“I just love the Obies,” announced poised co-host Charlayne Woodard at the 2003 Obie Awards, Monday May 19. “Because the whole room is a winner!” With the emphasis on creativity over competition, more than a few recipients acknowledged a distinctly warm theater-family feeling at Webster Hall. “I’m so grateful to live and work with this amazing community,” affirmed Take Me Out‘s Denis O’Hare. And what a family. From singing penguins and polar bears (Cynthia Hopkins and friends), to a bow-tied and crooning Bill Irwin (“I want to prove to you all that Irish people also has jazz”), to the foot-stompin’ country ballads of Jason Petty and the Hank Williams: Lost Highway company, this exuberant and far-flung clan turned the evening into their splendid reunion.
Proud New York native Mos Def made a point of thanking the entire borough of Brooklyn, while Deborah Warner and Fiona Shaw were among many to applaud the Brooklyn Academy of Music (“your national theater”) for bringing their Irish Medea to these shores. (Presenter Eddie Izzard commended the European tragedians with speculation that Euripides wrote the first “snuff play.”) The Blacks‘s Ty Jones and J. Kyle Manzay back-flipped their way to the podium—”We were basically hating white people the whole time we were doing this show and now we have an award for it!” Not to be outdone, the radiantly beautiful Rosemary Harris hoisted herself from her front-row seat onto the stage to accept her award for All Over from its author, Edward Albee. Jaws dropped for unexpected honors: dramaturg-agent Morgan Jenness said awarding her for supporting writers is “kind of like the moon getting a citation for shining.”

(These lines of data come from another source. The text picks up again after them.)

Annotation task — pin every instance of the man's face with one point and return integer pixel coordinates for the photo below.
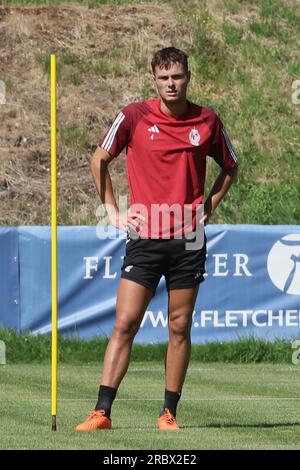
(171, 83)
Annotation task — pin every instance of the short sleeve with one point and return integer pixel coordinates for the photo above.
(117, 136)
(221, 147)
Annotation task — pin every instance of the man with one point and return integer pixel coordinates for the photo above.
(167, 142)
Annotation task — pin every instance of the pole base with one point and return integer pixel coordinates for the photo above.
(53, 422)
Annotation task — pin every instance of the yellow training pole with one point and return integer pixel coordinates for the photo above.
(53, 242)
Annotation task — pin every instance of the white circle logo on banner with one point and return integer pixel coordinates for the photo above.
(284, 264)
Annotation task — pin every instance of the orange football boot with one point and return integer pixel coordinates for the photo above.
(167, 421)
(96, 420)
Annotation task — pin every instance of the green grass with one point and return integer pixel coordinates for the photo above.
(26, 348)
(83, 2)
(243, 68)
(222, 407)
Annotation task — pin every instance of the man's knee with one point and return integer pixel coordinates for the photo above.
(180, 327)
(125, 328)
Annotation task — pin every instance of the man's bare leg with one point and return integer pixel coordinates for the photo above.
(181, 306)
(132, 301)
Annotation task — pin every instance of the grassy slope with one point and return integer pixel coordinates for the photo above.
(244, 58)
(223, 406)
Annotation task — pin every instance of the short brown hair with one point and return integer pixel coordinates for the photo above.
(167, 56)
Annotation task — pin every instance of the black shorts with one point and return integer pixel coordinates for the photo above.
(146, 260)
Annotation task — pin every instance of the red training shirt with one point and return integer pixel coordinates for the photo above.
(166, 162)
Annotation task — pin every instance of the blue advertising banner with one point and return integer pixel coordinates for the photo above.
(9, 279)
(251, 287)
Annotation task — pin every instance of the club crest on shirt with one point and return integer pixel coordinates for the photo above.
(194, 137)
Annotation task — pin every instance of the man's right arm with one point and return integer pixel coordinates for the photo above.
(99, 168)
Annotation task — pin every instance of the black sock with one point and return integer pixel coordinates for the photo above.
(106, 397)
(171, 401)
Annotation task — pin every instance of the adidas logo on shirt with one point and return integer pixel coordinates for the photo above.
(153, 129)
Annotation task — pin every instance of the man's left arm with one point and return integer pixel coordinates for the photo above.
(218, 191)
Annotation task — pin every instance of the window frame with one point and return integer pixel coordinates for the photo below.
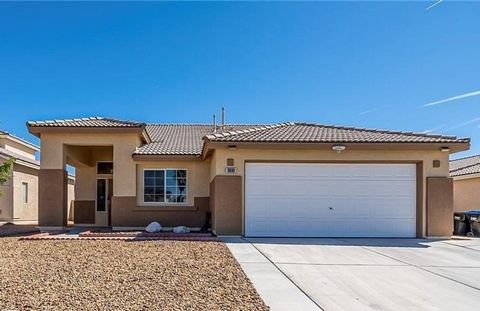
(103, 174)
(165, 203)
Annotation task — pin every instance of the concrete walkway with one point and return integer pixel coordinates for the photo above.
(362, 274)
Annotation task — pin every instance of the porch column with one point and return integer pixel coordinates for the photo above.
(226, 204)
(52, 184)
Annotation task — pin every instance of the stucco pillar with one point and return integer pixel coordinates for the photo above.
(52, 185)
(439, 206)
(226, 205)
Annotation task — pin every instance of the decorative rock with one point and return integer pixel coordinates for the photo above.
(181, 229)
(153, 227)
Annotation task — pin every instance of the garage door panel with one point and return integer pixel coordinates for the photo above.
(370, 200)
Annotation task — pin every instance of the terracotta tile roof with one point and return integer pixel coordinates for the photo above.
(85, 122)
(315, 133)
(181, 139)
(465, 166)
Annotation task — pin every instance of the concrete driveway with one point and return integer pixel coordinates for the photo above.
(362, 274)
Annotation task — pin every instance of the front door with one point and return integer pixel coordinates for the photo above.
(103, 202)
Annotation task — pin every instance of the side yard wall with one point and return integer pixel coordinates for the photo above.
(466, 194)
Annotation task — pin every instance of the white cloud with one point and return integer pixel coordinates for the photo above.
(438, 102)
(433, 5)
(369, 111)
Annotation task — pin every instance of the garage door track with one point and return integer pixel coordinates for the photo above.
(362, 274)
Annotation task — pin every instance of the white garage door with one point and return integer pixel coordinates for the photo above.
(330, 200)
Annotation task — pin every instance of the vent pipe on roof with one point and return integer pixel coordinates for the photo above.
(223, 117)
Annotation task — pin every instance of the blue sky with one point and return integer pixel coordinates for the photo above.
(373, 64)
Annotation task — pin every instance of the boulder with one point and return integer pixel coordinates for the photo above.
(181, 229)
(153, 227)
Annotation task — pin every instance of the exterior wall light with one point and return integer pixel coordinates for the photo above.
(338, 148)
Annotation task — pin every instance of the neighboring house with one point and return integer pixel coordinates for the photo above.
(466, 183)
(19, 202)
(280, 180)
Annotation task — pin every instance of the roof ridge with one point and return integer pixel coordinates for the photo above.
(206, 124)
(464, 158)
(254, 129)
(94, 118)
(384, 131)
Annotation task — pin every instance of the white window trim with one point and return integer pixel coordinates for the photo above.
(165, 186)
(96, 168)
(106, 195)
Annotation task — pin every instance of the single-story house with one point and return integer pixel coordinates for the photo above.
(466, 183)
(277, 180)
(19, 200)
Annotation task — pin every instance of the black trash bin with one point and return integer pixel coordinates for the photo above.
(474, 222)
(461, 224)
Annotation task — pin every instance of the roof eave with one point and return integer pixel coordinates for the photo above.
(454, 146)
(167, 157)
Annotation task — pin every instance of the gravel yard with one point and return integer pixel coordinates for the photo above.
(118, 275)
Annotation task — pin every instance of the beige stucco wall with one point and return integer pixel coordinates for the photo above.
(466, 194)
(242, 155)
(6, 200)
(198, 174)
(25, 211)
(53, 155)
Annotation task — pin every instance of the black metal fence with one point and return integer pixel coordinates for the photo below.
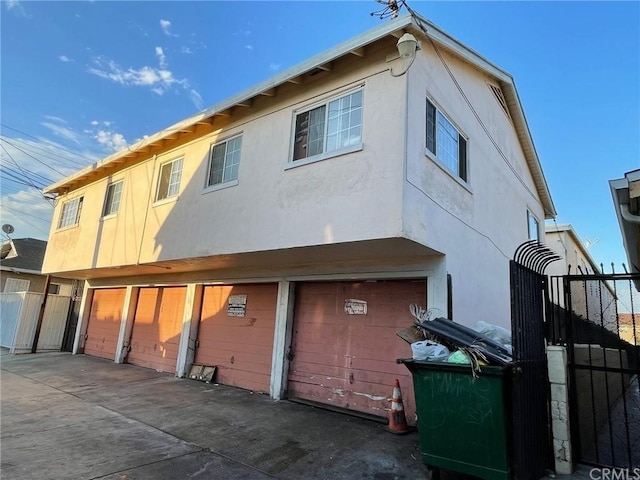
(533, 452)
(597, 317)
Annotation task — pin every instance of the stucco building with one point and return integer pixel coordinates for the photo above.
(282, 234)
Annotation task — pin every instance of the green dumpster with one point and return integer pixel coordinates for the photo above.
(463, 422)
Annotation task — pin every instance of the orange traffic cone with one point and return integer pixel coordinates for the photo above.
(397, 419)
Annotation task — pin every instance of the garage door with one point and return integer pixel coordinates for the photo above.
(345, 345)
(104, 322)
(236, 334)
(157, 327)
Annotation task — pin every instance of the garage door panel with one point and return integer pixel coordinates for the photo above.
(240, 346)
(157, 326)
(103, 327)
(349, 361)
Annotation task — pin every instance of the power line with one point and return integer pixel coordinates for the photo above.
(42, 140)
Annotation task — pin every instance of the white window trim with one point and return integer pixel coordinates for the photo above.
(531, 215)
(465, 183)
(229, 183)
(325, 155)
(115, 214)
(171, 198)
(77, 220)
(16, 281)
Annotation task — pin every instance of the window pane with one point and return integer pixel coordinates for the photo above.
(330, 127)
(176, 175)
(112, 200)
(431, 127)
(70, 213)
(217, 164)
(163, 181)
(169, 180)
(447, 143)
(302, 136)
(316, 131)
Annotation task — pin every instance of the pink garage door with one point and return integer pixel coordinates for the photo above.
(236, 334)
(104, 322)
(345, 345)
(157, 327)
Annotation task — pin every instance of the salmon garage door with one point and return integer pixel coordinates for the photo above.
(157, 326)
(236, 334)
(104, 322)
(344, 344)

Not all the feting was fuzzy: Talking Heads‘s Christine Ebersole cautioned that “we’re all a big family because we all have the same Big Brother now” and invited George and Rummy to come up from Washington to see “anything” Off-Broadway. Dramatist-actor David Greenspan, reflecting on his She Stoops to Comedy‘s success, summed up the spirit of the evening: “We had so much fun doing this,” he said, “and fun is no small thing.” Playwright Mac Wellman held up his Lifetime Achievement award, cast his eye over the room, and declared: “May no good come of any of this—and that should be the motto of our theater.”